Mtskheta represents one of the most ancient and significant cities of Georgia. Mtskheta is regarded as the first capital of the kingdom of Kartli, traditionally the whole country. Mtskheta was declared the capital of Georgia in 280 B.C, during the reign of King Farnaoz of Kartli who later became the king of all Georgia. From the 3rd to the 5th century A.D. Mtskheta played a significant role as a political, religious, and cultural center both in Georgia and the Greater Caucasus. All vital issues were solved by Mtskheta Mamasakhlisi (town mayor) .Once the city of Mtskheta was the most glorified place of all, it was called “Deda-kalaki” (“mother city “ or “Capital” in translation) [Leonti Mroveli].
Mtskehta is also mentioned among the ancient cities of Georgia in connection with the campaign of Alexander the Great of Macedon. Alexander the Great found a number of strongholds in the middle of Kartli: "პოვნა ციხე-ქალაქნი ესე ძლიერნი შუა ქართლ: წუნდა, ხერთვისი მტკურისა, ოზრხე, მოკიდებული კლდესა ღადოსა, თუხარისი მდინარესა ზედა სპერისასა, რომელსა ჰქვიან ჭოროხი, ორბნისი, კასპი, და უფლისციხე, ქალაქი დიდი მცხეთა და უბანნი მისნი: სარკინე, ზანავი, უბანი ჰურიათა" [ლეონტი მროველი].
Starting from the ancient period, Mtskheta represented a fully developed city in many ways with its strong stone houses, ceramic tile roofs, baths, water system, market, public squares and religious facilities. The historical excavations conducted in various districts of Great Mtskheta revealed the manuscripts by Stravon, famous Greek Historian-geographer (65BC -23AD) referring to the high standards of the Georgian school of architecture. The following historic parts and monuments of the city are evidence of this:
Ghartiskari – the significant part of united defense system of Great Mtskheta defending the capital of the kingdom from the north ie. the hill at the Aragvi river right embankment, including the bottom of Zedazeni ridge at the Aragvi left embankment. Thus, it blocked the Aragvi valley and defended two significant districts of the capital; “Sevsamora” (Greek-Roman sources) and the city of Mtskheta itself… Stravon refers to Ghartiskari when he writes : “From the northern nomadic tribes it is an extremely difficult three day walk, at the end of it, along the river Aragi (Aragvi) starts a narrow lowland. It is about a four-day walk.

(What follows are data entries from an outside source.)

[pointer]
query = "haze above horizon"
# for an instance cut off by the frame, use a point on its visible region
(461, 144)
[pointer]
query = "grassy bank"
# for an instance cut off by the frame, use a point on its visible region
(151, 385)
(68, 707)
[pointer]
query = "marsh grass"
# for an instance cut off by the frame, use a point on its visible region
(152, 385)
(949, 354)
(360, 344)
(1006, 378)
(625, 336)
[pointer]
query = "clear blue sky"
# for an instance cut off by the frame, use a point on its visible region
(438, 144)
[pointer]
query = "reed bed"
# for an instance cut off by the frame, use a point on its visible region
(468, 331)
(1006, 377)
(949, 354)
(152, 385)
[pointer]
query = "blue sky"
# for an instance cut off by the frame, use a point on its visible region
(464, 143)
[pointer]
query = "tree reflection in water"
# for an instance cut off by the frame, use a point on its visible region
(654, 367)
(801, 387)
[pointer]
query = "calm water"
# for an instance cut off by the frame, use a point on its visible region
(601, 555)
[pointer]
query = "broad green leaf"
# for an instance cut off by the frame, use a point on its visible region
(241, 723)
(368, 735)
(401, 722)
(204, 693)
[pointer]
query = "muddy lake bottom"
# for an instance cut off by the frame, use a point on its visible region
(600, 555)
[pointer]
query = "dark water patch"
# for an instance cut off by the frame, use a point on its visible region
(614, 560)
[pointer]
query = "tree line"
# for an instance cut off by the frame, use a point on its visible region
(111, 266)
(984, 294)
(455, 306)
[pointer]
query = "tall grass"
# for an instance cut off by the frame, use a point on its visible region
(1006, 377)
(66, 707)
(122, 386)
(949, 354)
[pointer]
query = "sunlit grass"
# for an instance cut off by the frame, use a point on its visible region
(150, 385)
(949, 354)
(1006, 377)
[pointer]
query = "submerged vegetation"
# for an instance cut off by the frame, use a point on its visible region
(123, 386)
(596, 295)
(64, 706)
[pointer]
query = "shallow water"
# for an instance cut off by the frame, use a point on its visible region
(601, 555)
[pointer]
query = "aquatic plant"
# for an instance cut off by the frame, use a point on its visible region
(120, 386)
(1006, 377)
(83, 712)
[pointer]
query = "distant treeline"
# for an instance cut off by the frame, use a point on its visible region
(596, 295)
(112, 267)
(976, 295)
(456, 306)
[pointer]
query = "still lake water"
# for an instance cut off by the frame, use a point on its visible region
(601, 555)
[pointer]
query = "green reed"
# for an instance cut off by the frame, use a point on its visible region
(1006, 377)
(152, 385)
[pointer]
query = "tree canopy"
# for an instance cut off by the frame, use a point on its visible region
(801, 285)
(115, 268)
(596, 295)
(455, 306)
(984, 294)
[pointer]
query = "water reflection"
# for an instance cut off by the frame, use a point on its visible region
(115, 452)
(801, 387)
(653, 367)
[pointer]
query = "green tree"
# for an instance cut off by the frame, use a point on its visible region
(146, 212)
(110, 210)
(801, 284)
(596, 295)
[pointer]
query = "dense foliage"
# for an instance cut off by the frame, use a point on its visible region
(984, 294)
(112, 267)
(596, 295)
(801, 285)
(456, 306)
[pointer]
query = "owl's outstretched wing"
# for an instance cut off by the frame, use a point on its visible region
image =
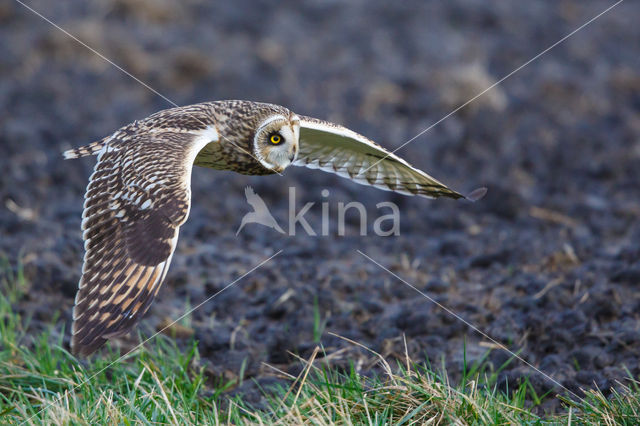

The end of the road is secured with an inaccessible stronghold”
Gkartiskari unique defense complex was built in the 3rd and 2nd centuries B.C and was actively used until the 4th and 5th centuries A.D., (some 700 years).
Armaztsikhe – Bagineti Royal Residence from the 1st to 5th centuries A.D. consisted of a unique fortification/defense system, a palace type facility, a grand pre-Christian temple, and three Asian-Roman style baths. A stone grave containing the king’s daughter was also discovered here. Precious and exquisite artifacts as well as Greek writings provide very important information as to the background of the site.
The residence of Bitaxs (high-ranking official) was located in Armazi Valley (Kartli). It consisted of a complex of buildings and facilities to include wine cellars, water pipeline, and its own burial ground. Here the excavations revealed Bitaxs’ daughter, Serafita’s famous grave with beautiful and rare jewelry made of gold, silver, bronze, glass and other gems. During the excavation, some items were found that are regarded as not only local cultural heritage but also of worldwide significance.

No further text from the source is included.